Beleaguered federal Industry minister Christian Paradis is facing fresh criticism for staying at the exclusive hunting lodge of the former owner of the Quebec Nordiques, at a time when the federal government was being lobbied to help finance a new NHL arena.

CTV News has learned that in 2009, when Paradis was public works minister, he stayed at the lodge of Marcel Aubut, the former owner of the Quebec Nordiques.

At that time, Aubut, who is now president of the Canadian Olympic Committee, was lobbying Ottawa to help fund a $400-million arena in Quebec City.

Quebec City has been pitching for a new professional hockey team in the provincial capital for a number of years.

"If you are that minister you should under no circumstances accept any invitations to go to a hunting camp unless it's from your family," said Liberal House Leader Marc Garneau.

Paradis' office confirmed that he spent two nights at the lodge, and he was in a group that successfully hunted a moose. However, his office insisted that the minister took his own gear and supplied his own food.

"I don't care if he brought his sleeping bag," Garneau said. "It is totally inappropriate to accept an invitation in these circumstances."

Conflict of interest rules state that ministers are "not to accept any gift or benefit connected with their position that might reasonably be seen to compromise their personal judgment or integrity."

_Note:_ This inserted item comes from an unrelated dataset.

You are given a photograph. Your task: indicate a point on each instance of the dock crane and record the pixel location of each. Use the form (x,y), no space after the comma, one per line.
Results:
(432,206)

Aubut is in China, but his spokesman Dimitri Soudas said the hunting trip was purely personal, and that no business was discussed and Ottawa never funded the arena.

Last week, conflict of interest commissioner Mary Dawson said Paradis broke the rules in 2009 when he gave a former Tory colleague preferential treatment while pitching for a government contract.

Dawson said in a report released on March 22 that Paradis, then public works minister, helped set up a high-level meeting with senior bureaucrats for ex-Conservative MP Rahim Jaffer and a business partner.

Jaffer had a green technology consulting firm and was gauging interest in a project to install solar panels on federal buildings. He called and emailed political staff in the minister's office about the project and later called Paradis directly on his cellphone.

Documents released in 2010, obtained by The Canadian Press, showed that the minister's political staff pressed bureaucrats to meet Jaffer and business partner Patrick Glemaud.

The ruling marks the first time a sitting cabinet minister has been found in breach of the law.

Paradis has resisted calls to resign.